Regarding this section:

"(ii) operates a radio or television broadcast station (or network of such stations), cable system, or satellite carrier, or a channel or programming service for any such station, network, system, or carrier;"

May I suggest that serious bloggers start up their own radio stations? Wait, not as far-fetched as it sounds. Go to live365.com - anyone can start an internet radio station, for free. Or for the more ambitious, there's podcasting. Only let's keep this amongst ourselves for now, so they don't think to disallow these outlets!

Jerome Armstrong

Dan, it's not just the "right wingers" that you are agreeing with. The Democratic partisan bloggers are just as oppossed to this effort as well. I took a poll on MyDD of the members, and only 12% supported any further type of regulation of internet activities, by the FEC:
http://www.mydd.com/poll/1109969470_iUXKlkzc

RedDan

Hi. Just came over from Gilliard's blog.

I agree with most of what you point out, and would like to add my 0.02.

I am a (cue theme music) published scientist with a PhD and everything...and not even the "halls of academe" are so exclusive.

See, the thing is, if you have a bright idea, the data, theory, and analysis to back it up, and the ability to put it into readable form and send it to a journal...and the peer reviewers and editors find that your work meets scientific standards...you can get published.

In some cases you don't even need to pay for the publication costs.

You don't need a PhD, you don't need a masters, you don't need a BA, and you don't even need to have your high school diploma.

You don't need to be affiliated with a university, research center, government or corporation.

ALL you need is clearly identified methods, open access to your data, reproducible results, and the ability to analyze, interpret, and communicate your science.

Of course, all of the education, resources, and background that come with getting your PhD and working for a university research program or government research center helps an awful lot...

But the point is that the peer-review system creates an environment where ANYONE can contribute, regardless of their money, employer, or background.

All that matters is the science, not where it comes from or who did it.

Doug Thacker

Newspapers began as the blogs of their day. And for many years they remained that way - sheets of news and opinion, first handwritten, then printed, distributed for little or no profit. This practice was brought from Europe to the American colonies. According to the History of Newspapers, written by Mitchell Stephens for Colliers Encyclopedia,

"The Boston News-Letter, America's second printed newspaper, grew out of a handwritten newsletter that had been distributed by the town's postmaster, John Campbell. [. . .] Campbell lost the position of postmaster in 1719, but he refused to give up the newspaper. So, his replacement as postmaster, William Brooker, began printing his own newspaper, the Boston Gazette, on December 21, 1719. A day later, the third successful American newspaper, the American Weekly Mercury, appeared in Philadelphia.

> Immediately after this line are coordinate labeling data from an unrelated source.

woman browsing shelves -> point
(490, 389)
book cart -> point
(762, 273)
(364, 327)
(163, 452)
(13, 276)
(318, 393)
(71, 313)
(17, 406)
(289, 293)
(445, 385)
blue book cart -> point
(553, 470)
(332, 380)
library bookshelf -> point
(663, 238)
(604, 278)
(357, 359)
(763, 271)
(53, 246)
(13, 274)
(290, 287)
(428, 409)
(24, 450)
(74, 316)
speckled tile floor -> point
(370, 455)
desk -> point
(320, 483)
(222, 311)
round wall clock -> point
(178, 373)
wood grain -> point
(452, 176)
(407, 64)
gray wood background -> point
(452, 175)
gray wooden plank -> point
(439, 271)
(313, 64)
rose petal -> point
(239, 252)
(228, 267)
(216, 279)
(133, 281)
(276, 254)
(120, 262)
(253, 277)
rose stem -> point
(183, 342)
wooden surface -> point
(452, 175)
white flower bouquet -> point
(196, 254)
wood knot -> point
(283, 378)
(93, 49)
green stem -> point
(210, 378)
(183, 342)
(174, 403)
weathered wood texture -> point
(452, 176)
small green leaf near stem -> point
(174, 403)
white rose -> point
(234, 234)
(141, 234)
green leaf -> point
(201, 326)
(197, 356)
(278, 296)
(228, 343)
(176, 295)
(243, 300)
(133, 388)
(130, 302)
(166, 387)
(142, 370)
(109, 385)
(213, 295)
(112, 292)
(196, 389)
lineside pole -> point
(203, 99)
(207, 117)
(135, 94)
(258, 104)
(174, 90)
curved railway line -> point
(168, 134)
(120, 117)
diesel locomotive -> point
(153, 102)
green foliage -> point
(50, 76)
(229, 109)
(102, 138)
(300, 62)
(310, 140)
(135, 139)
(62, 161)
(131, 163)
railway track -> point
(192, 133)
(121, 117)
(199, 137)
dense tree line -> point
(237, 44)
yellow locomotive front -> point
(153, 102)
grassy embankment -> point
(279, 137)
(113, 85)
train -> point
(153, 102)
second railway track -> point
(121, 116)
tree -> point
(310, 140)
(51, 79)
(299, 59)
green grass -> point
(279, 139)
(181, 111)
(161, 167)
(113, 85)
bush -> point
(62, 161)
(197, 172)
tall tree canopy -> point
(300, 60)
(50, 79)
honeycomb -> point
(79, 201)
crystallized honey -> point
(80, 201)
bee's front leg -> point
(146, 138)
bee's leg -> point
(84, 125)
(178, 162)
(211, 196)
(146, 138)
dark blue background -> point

"[. . .] The first paper to attempt to give voice to political debate was Boston's third successful newspaper, the New England Courant, which was first printed in 1721 by James Franklin. The Courant was the most literary and readable of the early colonial newspapers, and in its first issue it began a political crusade. The issue was smallpox inoculations, which were first being used in Boston that year used to fight an epidemic. Cotton Mather, one of the most powerful men in Boston, supported inoculation. James Franklin did not. So the first American newspaper crusade was a crusade against smallpox inoculation. The next year, the Courant took on the colonial government, which it accused of failing to do enough to protect the area from pirates. This crusade landed James Franklin in jail.

"Later a court decried that 'James Franklin be strictly forbidden...to print or publish the New-England Courant....' To evade this order, James Franklin made his younger brother Benjamin, who was apprenticed to him, the paper's official publisher. Ben used the situation to escape from his apprenticeship. Benjamin Franklin took over control of the Pennsylvania Gazette in Philadelphia in 1729, made it into one of the finest papers in the colonies and embarked upon an extraordinary career as a writer, journalist, printer, businessman, postmaster, scientist and statesman."

The practice of throwing newspaper writer/publishers in jail for their efforts was no less a tradition than were the papers themselves. This continued, especially in Europe, right up through the founding of the American republic. It was not for nothing then that the authors of the constitution felt the need to inscribe press freedom in first ammendment of the Bill of Rights. "Congress shall make no law respecting an establishment of religion, or prohibiting the free exercise thereof; or abridging the freedom of speech, or of the press; or the right of the people peaceably to assemble, and to petition the government for a redress of grievances." Note that freedom of speech and of the press are in the same clause.

Blogging carries on the citizen-journalism tradition of the U.S., and has the full weight of the country's founding documents behind it.

Ross

Dan, just a quick question.

You ask whether you stopped being a journalist when you left your last job.

Were you accountable in your last job? Are you now?

popeye

Now that the Chinese are in bed with Clear Channel, "Big Media" just got bigger.

Keep up the good work Dan.

Alex in  Los Angeles

Doug Thacker,

Thank you for pointing out to Dan's readers their American Heritage of a free press. How terribly often we fail to fight of our heritage.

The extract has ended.